Step 3: Install required packages and update the project with your data

  1. You will see that openai at the top is highlighted red. Hover over it for a few seconds and you should see what you see in my screenshot. Click on install package openail:
  2. On line 4, you will see openai.api_key = ‘YOUR-API-KEY’. Replace YOUR-API-KEY with your actual api key. You can create a new one from here: https://platform.openai.com/account/api-keys
  3. Create a TXT file with the name ‘FILENAME.txt in the same folder you created your project. Right click your project folder, click on new -> File -> Filename.txt.
    You can alternatively create a file with a different name, but you would need to update this line (line 24):
    file_content = read_file(‘FILENAME.txt’)
    Change FILENAME.txt to your actual filename.
  4. Right click somewhere inside the editor and click on Run ‘main’
  5. Here at the bottom you will have a terminal open. It will say: ‘What is your question?:’. Type in your question regarding your data, and wait for the chatbot to respond:

This is pretty much it. This is very simple implementation, and if there is interest I can create something a bit more complex, but it will get you started. You can make the process iterative and aks multiple questions, dynamically enter filenames / paths etc. Lots of possible improvements and cool stuff you can do from this point.

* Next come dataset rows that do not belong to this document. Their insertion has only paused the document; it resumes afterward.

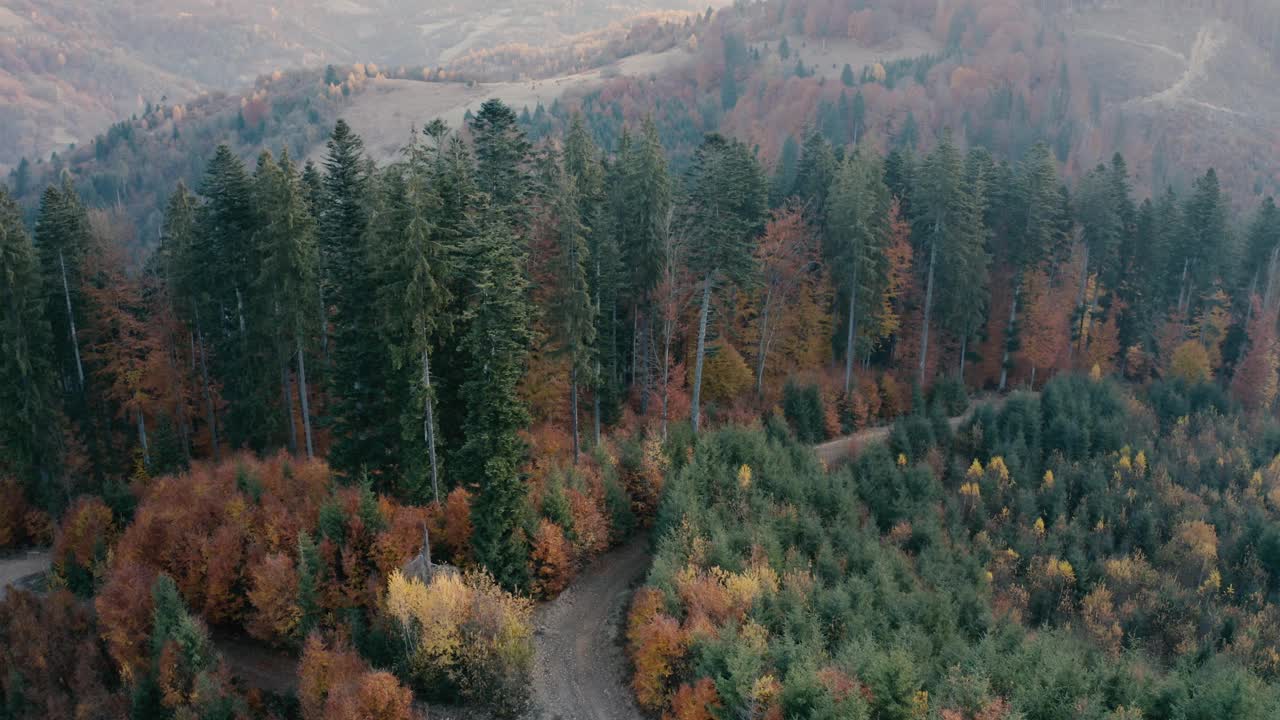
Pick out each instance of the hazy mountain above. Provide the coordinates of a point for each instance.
(68, 68)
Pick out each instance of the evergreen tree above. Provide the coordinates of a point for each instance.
(859, 238)
(497, 343)
(62, 242)
(641, 208)
(723, 214)
(414, 296)
(502, 158)
(287, 279)
(28, 388)
(583, 162)
(1033, 233)
(572, 311)
(364, 425)
(947, 223)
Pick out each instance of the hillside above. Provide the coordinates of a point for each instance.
(69, 68)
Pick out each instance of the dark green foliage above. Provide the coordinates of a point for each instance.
(804, 413)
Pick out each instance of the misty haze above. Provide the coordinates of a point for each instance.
(639, 359)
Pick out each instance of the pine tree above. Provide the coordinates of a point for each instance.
(28, 381)
(364, 427)
(947, 223)
(859, 242)
(722, 217)
(641, 208)
(62, 241)
(223, 263)
(502, 158)
(181, 277)
(415, 295)
(583, 162)
(963, 276)
(1032, 235)
(287, 279)
(497, 343)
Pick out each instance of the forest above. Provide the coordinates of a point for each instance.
(531, 347)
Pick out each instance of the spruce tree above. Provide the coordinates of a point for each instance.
(364, 427)
(859, 241)
(1033, 233)
(415, 294)
(723, 214)
(497, 343)
(28, 382)
(584, 163)
(287, 279)
(502, 158)
(572, 310)
(947, 223)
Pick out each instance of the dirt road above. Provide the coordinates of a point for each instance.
(580, 669)
(18, 568)
(848, 447)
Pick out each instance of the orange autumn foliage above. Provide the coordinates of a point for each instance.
(657, 647)
(551, 560)
(337, 684)
(274, 596)
(696, 702)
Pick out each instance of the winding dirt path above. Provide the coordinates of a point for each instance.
(580, 668)
(19, 568)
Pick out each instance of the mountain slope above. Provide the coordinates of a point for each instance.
(69, 68)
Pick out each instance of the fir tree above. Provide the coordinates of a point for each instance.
(27, 368)
(497, 343)
(859, 242)
(723, 215)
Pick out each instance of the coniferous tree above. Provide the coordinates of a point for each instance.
(583, 162)
(287, 279)
(415, 295)
(1033, 233)
(947, 223)
(859, 208)
(497, 343)
(62, 242)
(28, 388)
(572, 310)
(362, 424)
(641, 206)
(502, 158)
(723, 214)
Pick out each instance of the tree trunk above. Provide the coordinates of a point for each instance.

Important Notes On Uploading Documents To ChatGPT using OpenAI API:

How long can the uploaded text be?

It shouldn’t be more than the total context the model you’re using allows, together with the length of output you expect. You can see the context limits for the models here: https://openai.com/pricing

We are using the default gpt-3.5-turbo here, so the context is around 4k, which is about 3000 words. You can definitely go way above it with a different model. Currently up to 32k tokens, and you need to use the pricy GPT4.

Is my data safe when I use the API?

By default, OpenAI will not use your conversations through the API to train the model.  However, they still keep them in the system for 30 days for abuse monitoring. Having that in mind, make sure you do not use any sensitive data. From the OpenAI documentation, I found out that you can come to agreements with OpenAI directly where they do not store any data at all, but that is possible after a direct conversation with one of their sales teams. So if you’re a company, you still have options. To understand how ChatGPT (the online chatbot itself) stores and handles data, check out my comprehensive article here: Does Chat GPT Save Data? 

Conclusion: Why use the OpenAI API over ChatGPT to upload documents?

OpenAI gives you a simple way of using its API to communicate with different ChatBots. However, it is much easier to use the ChatGPT chatbot itself, especially after the introduction of the Code Interpreter. Check my comprehensive article on the topic here: How To Upload A Document To ChatGPT. The main two reasons here are: Data Privacy and Context Limit. 

OpenAI API is more private

By default, the conversations you have with the Chatbot will not be used to train the model if you use the API. Additionally, if you are a company, you can negotiate with OpenAI a solution that doesn’t even store the data for the default 30 days.

OpenAI API has a bigger context limit option

Depending on the model you choose to upload the document to, you can have up to a whooping 32k context limit. From what I could gather from around the web, it seems like the online chat version, ChatGPT and ChatGPT plus has a context limit of around 4k. A significant improvement I would say, and one that gives you many more options on the files you can use.